In a somewhat different talk, a security expert, FreakyClown, discussed some of the precautions which were important for businesses to take. He noted that very often simple measures such as locking your computer screen were not done. He also suggested that designing your external perimeter was often not done correctly, with fences and doors being designed inappropriately. Entry points had to be secure. Yes, large windows might be attractive, but it was important to note that as easy as it was to look out, others could look in at our sensitive information on screens.

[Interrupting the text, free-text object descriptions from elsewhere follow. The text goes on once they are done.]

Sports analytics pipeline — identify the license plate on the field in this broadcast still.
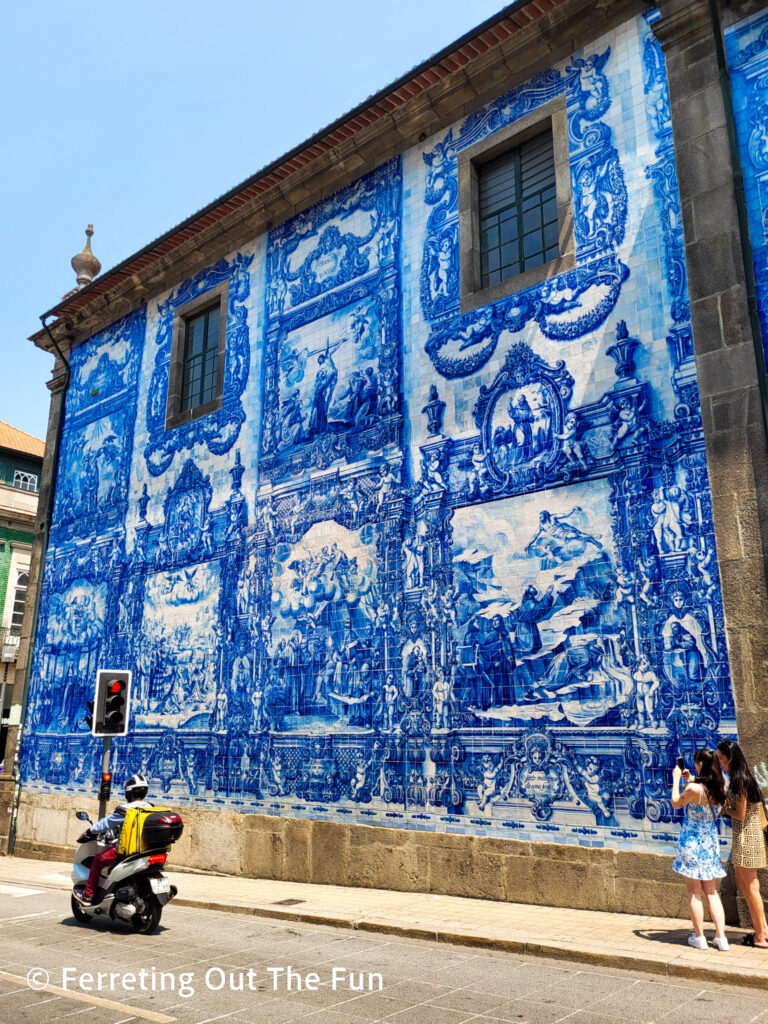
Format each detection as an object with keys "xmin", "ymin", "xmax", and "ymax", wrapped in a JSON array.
[{"xmin": 150, "ymin": 876, "xmax": 170, "ymax": 894}]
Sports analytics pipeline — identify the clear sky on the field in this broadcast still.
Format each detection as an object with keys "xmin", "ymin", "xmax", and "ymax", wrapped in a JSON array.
[{"xmin": 1, "ymin": 0, "xmax": 504, "ymax": 441}]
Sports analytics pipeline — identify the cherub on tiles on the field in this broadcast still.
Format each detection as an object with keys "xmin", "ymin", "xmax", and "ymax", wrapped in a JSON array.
[
  {"xmin": 632, "ymin": 654, "xmax": 661, "ymax": 729},
  {"xmin": 431, "ymin": 665, "xmax": 451, "ymax": 731},
  {"xmin": 476, "ymin": 753, "xmax": 502, "ymax": 811},
  {"xmin": 375, "ymin": 462, "xmax": 399, "ymax": 509},
  {"xmin": 461, "ymin": 442, "xmax": 493, "ymax": 500},
  {"xmin": 427, "ymin": 236, "xmax": 453, "ymax": 301},
  {"xmin": 421, "ymin": 450, "xmax": 447, "ymax": 494},
  {"xmin": 340, "ymin": 479, "xmax": 363, "ymax": 518},
  {"xmin": 638, "ymin": 555, "xmax": 659, "ymax": 606},
  {"xmin": 609, "ymin": 393, "xmax": 648, "ymax": 453},
  {"xmin": 440, "ymin": 581, "xmax": 459, "ymax": 629},
  {"xmin": 421, "ymin": 578, "xmax": 441, "ymax": 626},
  {"xmin": 687, "ymin": 544, "xmax": 716, "ymax": 601},
  {"xmin": 614, "ymin": 567, "xmax": 635, "ymax": 609},
  {"xmin": 554, "ymin": 411, "xmax": 592, "ymax": 472},
  {"xmin": 382, "ymin": 674, "xmax": 399, "ymax": 733}
]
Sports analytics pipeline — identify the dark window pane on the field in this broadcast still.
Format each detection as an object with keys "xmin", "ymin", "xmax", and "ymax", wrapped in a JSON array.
[
  {"xmin": 180, "ymin": 301, "xmax": 222, "ymax": 413},
  {"xmin": 543, "ymin": 222, "xmax": 559, "ymax": 249},
  {"xmin": 500, "ymin": 219, "xmax": 518, "ymax": 244},
  {"xmin": 501, "ymin": 242, "xmax": 518, "ymax": 266},
  {"xmin": 478, "ymin": 127, "xmax": 557, "ymax": 288},
  {"xmin": 524, "ymin": 232, "xmax": 543, "ymax": 258},
  {"xmin": 522, "ymin": 208, "xmax": 541, "ymax": 233}
]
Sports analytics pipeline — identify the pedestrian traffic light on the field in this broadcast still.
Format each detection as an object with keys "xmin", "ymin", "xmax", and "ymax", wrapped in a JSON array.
[{"xmin": 90, "ymin": 670, "xmax": 132, "ymax": 736}]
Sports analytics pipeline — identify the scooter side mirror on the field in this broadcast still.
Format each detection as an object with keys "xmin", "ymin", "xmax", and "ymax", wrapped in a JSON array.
[{"xmin": 75, "ymin": 811, "xmax": 91, "ymax": 822}]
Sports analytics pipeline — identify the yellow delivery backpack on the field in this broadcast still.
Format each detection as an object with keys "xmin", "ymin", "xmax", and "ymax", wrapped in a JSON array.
[{"xmin": 117, "ymin": 805, "xmax": 174, "ymax": 855}]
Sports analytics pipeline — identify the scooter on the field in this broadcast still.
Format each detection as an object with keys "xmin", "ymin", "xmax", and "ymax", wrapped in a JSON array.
[{"xmin": 70, "ymin": 810, "xmax": 180, "ymax": 934}]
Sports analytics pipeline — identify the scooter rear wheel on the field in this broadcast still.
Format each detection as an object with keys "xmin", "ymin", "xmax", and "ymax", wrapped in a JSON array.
[
  {"xmin": 131, "ymin": 897, "xmax": 161, "ymax": 934},
  {"xmin": 71, "ymin": 894, "xmax": 90, "ymax": 924}
]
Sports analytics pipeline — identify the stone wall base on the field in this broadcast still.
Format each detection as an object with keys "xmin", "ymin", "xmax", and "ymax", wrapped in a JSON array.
[{"xmin": 7, "ymin": 789, "xmax": 752, "ymax": 922}]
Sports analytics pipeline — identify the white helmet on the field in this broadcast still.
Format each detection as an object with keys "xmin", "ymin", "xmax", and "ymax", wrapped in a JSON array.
[{"xmin": 124, "ymin": 773, "xmax": 149, "ymax": 799}]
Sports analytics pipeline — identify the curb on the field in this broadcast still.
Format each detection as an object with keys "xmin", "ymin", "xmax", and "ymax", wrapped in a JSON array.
[
  {"xmin": 171, "ymin": 896, "xmax": 768, "ymax": 992},
  {"xmin": 2, "ymin": 873, "xmax": 765, "ymax": 993}
]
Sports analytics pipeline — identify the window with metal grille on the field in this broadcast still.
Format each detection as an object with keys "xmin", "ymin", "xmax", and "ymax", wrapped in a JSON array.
[
  {"xmin": 13, "ymin": 470, "xmax": 38, "ymax": 492},
  {"xmin": 11, "ymin": 570, "xmax": 28, "ymax": 630},
  {"xmin": 180, "ymin": 303, "xmax": 221, "ymax": 413},
  {"xmin": 478, "ymin": 128, "xmax": 558, "ymax": 289}
]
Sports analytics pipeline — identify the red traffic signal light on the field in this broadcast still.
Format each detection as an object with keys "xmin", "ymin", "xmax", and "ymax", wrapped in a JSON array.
[
  {"xmin": 99, "ymin": 772, "xmax": 112, "ymax": 801},
  {"xmin": 90, "ymin": 671, "xmax": 132, "ymax": 737}
]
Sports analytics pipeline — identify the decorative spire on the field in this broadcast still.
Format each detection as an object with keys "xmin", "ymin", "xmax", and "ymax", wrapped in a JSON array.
[
  {"xmin": 71, "ymin": 224, "xmax": 101, "ymax": 289},
  {"xmin": 606, "ymin": 320, "xmax": 639, "ymax": 380}
]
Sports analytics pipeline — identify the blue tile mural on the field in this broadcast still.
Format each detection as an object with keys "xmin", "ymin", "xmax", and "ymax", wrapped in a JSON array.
[
  {"xmin": 726, "ymin": 10, "xmax": 768, "ymax": 375},
  {"xmin": 21, "ymin": 12, "xmax": 737, "ymax": 855}
]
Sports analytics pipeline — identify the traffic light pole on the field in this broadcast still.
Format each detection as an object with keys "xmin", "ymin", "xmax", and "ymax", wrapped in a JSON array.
[{"xmin": 98, "ymin": 736, "xmax": 112, "ymax": 820}]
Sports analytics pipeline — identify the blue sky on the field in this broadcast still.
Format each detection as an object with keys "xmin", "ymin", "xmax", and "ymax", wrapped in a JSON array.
[{"xmin": 1, "ymin": 1, "xmax": 503, "ymax": 441}]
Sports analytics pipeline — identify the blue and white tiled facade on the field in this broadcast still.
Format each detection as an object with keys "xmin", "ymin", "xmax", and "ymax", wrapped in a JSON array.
[
  {"xmin": 22, "ymin": 11, "xmax": 739, "ymax": 857},
  {"xmin": 726, "ymin": 9, "xmax": 768, "ymax": 373}
]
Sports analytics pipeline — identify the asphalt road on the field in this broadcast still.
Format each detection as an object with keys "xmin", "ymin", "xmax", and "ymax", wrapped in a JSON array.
[{"xmin": 0, "ymin": 882, "xmax": 766, "ymax": 1024}]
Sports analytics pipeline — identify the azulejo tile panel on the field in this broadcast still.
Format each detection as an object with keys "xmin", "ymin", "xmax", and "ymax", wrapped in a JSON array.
[
  {"xmin": 726, "ymin": 10, "xmax": 768, "ymax": 374},
  {"xmin": 22, "ymin": 12, "xmax": 737, "ymax": 857}
]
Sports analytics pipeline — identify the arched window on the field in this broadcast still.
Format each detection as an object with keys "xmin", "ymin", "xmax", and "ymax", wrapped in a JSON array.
[{"xmin": 13, "ymin": 470, "xmax": 38, "ymax": 492}]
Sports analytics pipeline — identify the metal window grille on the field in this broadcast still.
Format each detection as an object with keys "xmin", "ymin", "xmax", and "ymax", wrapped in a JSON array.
[
  {"xmin": 478, "ymin": 128, "xmax": 558, "ymax": 288},
  {"xmin": 11, "ymin": 570, "xmax": 28, "ymax": 630},
  {"xmin": 180, "ymin": 303, "xmax": 221, "ymax": 413},
  {"xmin": 13, "ymin": 470, "xmax": 38, "ymax": 492}
]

The conference proved to be quite different to previous years. Yes, option pricing was still a feature of the conference, as you would expect. However, it was very noticeable how machine learning and other data oriented talks were becoming a key part of the conference. This evolution seems natural. After all, a quant’s role within banking has expanded over the years. Quants are no longer mostly concentrated within derivatives pricing, we are now in many different areas, whether it is in the development of trading strategies or to better understand risks within financial institutions. It’s certainly an exciting time to be a quant, both within financial services and potentially also in areas outside of finance.